James Street, a native of Mississippi, was politically liberal, and his fiction often involved an attempt to reconcile his heritage with his liberal views on race. Good-Bye, My Lady includes an African-American family, the Watsons, who own a 60 acre farm across the river from Jesse and Skeeter. The Watsons' eldest son, Gates, is a college graduate. Towards the end of the novel Skeeter learns that Gates Watson knew all along where Lady came from, and also about the reward for her return, but remained silent out of friendship for Skeeter.

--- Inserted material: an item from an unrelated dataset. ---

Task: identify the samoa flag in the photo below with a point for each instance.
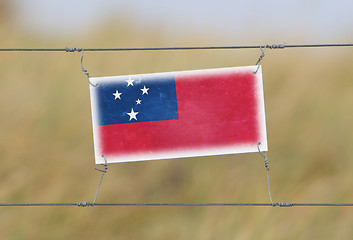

==Inspiration and 1942 sequel==
English Basenji breeder Veronica Tudor-Williams tells of a letter she received from Street in 1942 saying that he first got the idea of writing about a Basenji after seeing a photograph of Veronica Tudor-Williams with some Basenjis in an American magazine. He also wrote that the reader reaction from his first story was so strong that he wrote a sequel, "Please Come Home, My Lady", reuniting Skeeter with Lady. "Please Come Home, My Lady" appeared in the 11 April 1942 issue of The Saturday Evening Post.

==1956 film==
After Street's death, Warner Bros. pictures began production of a film version of the novel, starring Brandon deWilde as Skeeter, Walter Brennan as Uncle Jesse, Phil Harris as Cash Evans, and Sidney Poitier as Gates Watson. The film was produced by John Wayne's Batjac Productions, directed by William A. Wellman, and the screenplay was written by Albert Sidney Fleishman. Veronica Tudor-Williams provided the Basenji, named My Lady of the Congo, who played Lady in the film, and also provided four additional dogs to serve as "doubles" for My Lady. After filming ended, My Lady was adopted by deWilde, and the other dogs were adopted by various members of the film crew. The film version was released on 12 May 1956. It has also appeared under the titles Goodbye, My Lady and The Boy and the Laughing Dog.

Good-Bye, My Lady was released by Warner Home Video on VHS on 13 December 1993. The film was released on DVD in December 2010.